Bunu yapardım çok nadiren gerçekten, ancak ara sıra blog girişini veya destek grubu yayınını paylaşmakta sorun yoktur, eğer gerçekten de sözlü olarak oturumda söyleyemeyeceğiniz kelimelere dönüştüğünü düşünüyorsanız. Psikoterapistlerin çoğunun - tam zamanlı bir işte çalışan herkes gibi - oldukça meşgul olduğunu unutmayın, bu nedenle 5 yıl öncesine ait tüm blog girişlerinizi okumak için zamanları olmayacak.

Ancak, gerçekten nasıl hissettiğinizi veya o anda neyle boğuştuğunuzu ifade eden bir giriş veya bir gönderi seçerseniz, sorun değil. Çoğu terapist, özellikle terapide konuşmakta veya açılmakta güçlük çeken biri için hastalarına ilişkin ek içgörüyü takdir etmektedir.

* * *

Daha önce de yazdığım gibi, terapistinize yalan söylemek için kendinizi açmayın. Gerçek duygularınız veya gerçekte ne kadar iyi yaptığınız hakkında yalan söylemenin pek bir faydası yoktur (terapistinize takabileceğiniz maskeye kıyasla).

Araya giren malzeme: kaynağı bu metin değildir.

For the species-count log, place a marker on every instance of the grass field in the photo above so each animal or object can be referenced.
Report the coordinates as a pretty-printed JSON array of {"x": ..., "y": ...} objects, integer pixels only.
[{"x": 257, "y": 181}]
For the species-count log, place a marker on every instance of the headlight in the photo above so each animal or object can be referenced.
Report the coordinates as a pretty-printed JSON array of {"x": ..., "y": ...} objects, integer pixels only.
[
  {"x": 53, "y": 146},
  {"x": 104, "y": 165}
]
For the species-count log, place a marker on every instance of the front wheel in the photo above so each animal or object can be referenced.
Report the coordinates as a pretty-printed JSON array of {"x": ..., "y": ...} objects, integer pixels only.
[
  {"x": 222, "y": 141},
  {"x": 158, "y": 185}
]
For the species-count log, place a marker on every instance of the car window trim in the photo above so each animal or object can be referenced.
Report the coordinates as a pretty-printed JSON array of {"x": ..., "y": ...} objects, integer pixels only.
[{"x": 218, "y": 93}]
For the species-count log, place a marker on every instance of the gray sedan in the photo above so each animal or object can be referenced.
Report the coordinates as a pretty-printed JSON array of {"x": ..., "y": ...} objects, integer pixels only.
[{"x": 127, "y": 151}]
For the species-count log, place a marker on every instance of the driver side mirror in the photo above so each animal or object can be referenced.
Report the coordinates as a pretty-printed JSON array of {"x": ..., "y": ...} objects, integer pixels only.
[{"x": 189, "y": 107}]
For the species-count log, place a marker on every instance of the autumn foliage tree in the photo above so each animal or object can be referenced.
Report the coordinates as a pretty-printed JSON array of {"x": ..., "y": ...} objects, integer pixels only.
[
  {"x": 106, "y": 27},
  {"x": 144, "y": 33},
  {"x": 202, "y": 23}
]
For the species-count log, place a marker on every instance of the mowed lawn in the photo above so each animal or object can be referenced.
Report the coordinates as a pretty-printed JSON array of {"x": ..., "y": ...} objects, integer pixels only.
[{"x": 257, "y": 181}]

Son bir şey - sessizlik de arada bir olur. Çoğumuz için, bir sohbete katılan iki kişi arasındaki uzun süreli sessizlik rahatsız edici olabilir, ancak zamanla rahat olmayı öğrenebileceğiniz bir şeydir. Terapistler çoğu zaman sessizliği doldurmak için acele etmezler çünkü çoğu sessizdir. Boşluğu doldurmak için bir şey söyleme ihtiyacı da hissetmeyin. Biraz zaman verin, belki kelimeler kendilerini bulur.